Nuestro grupo también visitó algunas casas de las Misioneras de la Caridad, congregación religiosa fundada por la Madre Teresa de Calcuta. Una de las casas en Addis Ababa, capital de Etiopía, sirve diariamente a más de 900 personas. No rechazan a nadie: infantes, madres embarazadas, personas con SIDA o con tuberculosis, en fin, los rechazados por el mundo. Ver su compromiso alegre y generoso impresionó a todos nosotros. Por su parte, CRS, apoya los esfuerzos de las religiosas mediante alimentos y fondos económicos.
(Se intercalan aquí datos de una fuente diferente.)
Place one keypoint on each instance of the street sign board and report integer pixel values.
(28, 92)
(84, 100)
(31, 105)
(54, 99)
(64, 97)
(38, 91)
La presencia católica romana sólo representa 1% por ciento de la población en Etiopía, pero gracias a la presencia y trabajo de CRS, nuestra Iglesia es muy respetada. Es posible ver el Evangelio en acción.
Se dice que sólo el 22% de los católicos en Estados Unidos que asisten en misa conocen la misión y obra de CRS. Estoy muy interesado en que se conozca aun más esta organización y la apoyen mediante sus oraciones y donaciones económicas. Quienes visitamos Etiopía, volvimos más conscientes de nuestros hermanos y hermanas pobres de este país; por eso mismo, hemos hecho el compromiso de vivir en solidaridad con ellos y ellas, viviendo con más sencillez y con un espíritu de servicio más claro.